ElBaradei drängt Iran im Atomstreit zur Zusammenarbeit: "Sind in einer Sackgasse"

Iranischer Botschafter: "Unklarheiten beseitigen" Kurdische Demonstranten drangen in UNO-City ein

ElBaradei drängt Iran im Atomstreit zur Zusammenarbeit: "Sind in einer Sackgasse"

Der Direktor der Internationalen Atomenergiebehörde (IAEO/IAEA), Mohammed ElBaradei, hat den Iran mit deutlichen Worten zur Zusammenarbeit aufgefordert. "Wir befinden uns in einer Sackgasse, in der wir keine Fortschritte bei der Klärung der offenen Fragen machen können", sagte er am Rande des IAEO-Gouverneursrats in Wien.

Nur durch volle Kooperation mit der IAEO könne der Iran die Zweifel an seinem Nuklearprogramm ausräumen, sagte ElBaradei. Die Bereitschaft zur Klärung der offenen Fragen bezeichnete der IAEO-Chef in seinem Eingangsstatement vor dem IAEO-Gremium als "seit langem überfällig".

Gleichzeitig appellierte er an Teheran, die Kooperation mit der IAEO nicht von den Beratungen des UNO-Sicherheitsrats abhängig zu machen. Dass Teheran diese Kooperation an die Handlungen des Sicherheitsrats knüpfe, sei "schwer zu verstehen".

ElBaradei hatte am 22. Februar in einem Bericht an den Sicherheitsrat festgestellt, dass der Iran nicht, wie gefordert, die umstrittenen Aktivitäten zur Urananreicherung ausgesetzt, sondern diese sogar ausgeweitet hat. Derzeit beraten die fünf ständigen Mitglieder des Rats (USA, Großbritannien, Frankreich, Russland, China) und Deutschland über eine neue UN-Resolution. In der Resolution 1737 vom 23. Dezember hatte der Sicherheitsrat erste Sanktionen gegen den Iran beschlossen.

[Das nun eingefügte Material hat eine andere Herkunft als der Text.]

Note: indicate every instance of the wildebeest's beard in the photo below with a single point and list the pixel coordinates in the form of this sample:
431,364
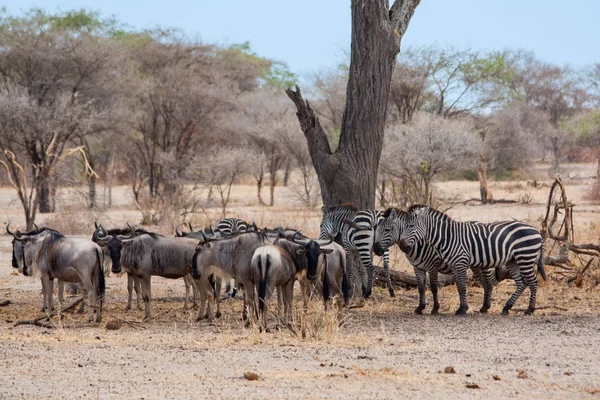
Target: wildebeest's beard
313,251
15,264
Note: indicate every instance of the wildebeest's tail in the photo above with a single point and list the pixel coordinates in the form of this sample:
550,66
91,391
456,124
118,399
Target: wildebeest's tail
541,269
345,283
262,283
101,282
195,273
326,293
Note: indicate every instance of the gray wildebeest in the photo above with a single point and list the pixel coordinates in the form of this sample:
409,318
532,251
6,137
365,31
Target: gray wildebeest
19,262
228,258
146,254
68,259
112,241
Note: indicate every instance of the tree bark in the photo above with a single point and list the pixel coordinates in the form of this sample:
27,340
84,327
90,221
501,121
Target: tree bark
349,175
486,196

Der iranische Botschafter Ali Asghar Soltanieh erklärte: "Wir sind bereit, die Unklarheiten zu beseitigen und sicherzustellen, dass die Aktivitäten (zum iranischen Nuklearprogramm, Akt.) ausschließlich friedlichen Zwecken dienen." Die Einbindung des Sicherheitrats bezeichnete er als "kontraproduktiv". "Je mehr der Sicherheitsrat involviert ist (...), desto stärker werden wird die Integrität der Behörde schwächen." Er bekräftigte, der Iran sei zu Verhandlungen bereit. Teheran hat es bis dato jedoch stets abgelehnt, die Anreicherungsaktivitäten als Vorbedingung für Verhandlungen auszusetzen.

Kurdische Demonstranten in Wiener UNO-City
Rund 20 kurdische Demonstranten sind am nach Angaben von UNO-Mitarbeitern kurzfristig auf das Gelände der Wiener UNO-City vorgedrungen, um für den in der Türkei inhaftierten PKK-Führer Abdullah Öcalan zu demonstrieren. Die Männer schwenkten Fahnen mit dem Porträt des Kurdenführers. Auf einem Spruchband beschuldigten sie die Türkei, Öcalan zu vergiften und forderten die UNO zu sofortigem Handeln auf. Der Sicherheitsdienst der Vereinten Nationen riegelte die UNO-Gebäude, in deren Innerem der IAEO-Gouverneursrat berät, vor den Demonstranten ab, die schließlich auch wieder aus dem Innenhof abzogen.

Bereits am Wochenende hatten mehrere hundert Kurden in zahlreichen deutschen Städten für die Freilassung Öcalans demonstriert. Anlass der Demonstrationen waren Berichte über eine Presseerklärung seiner Anwälte, nach der der Führer der verbotenen kurdischen Arbeiterpartei PKK in türkischer Haft vergiftet worden sein soll.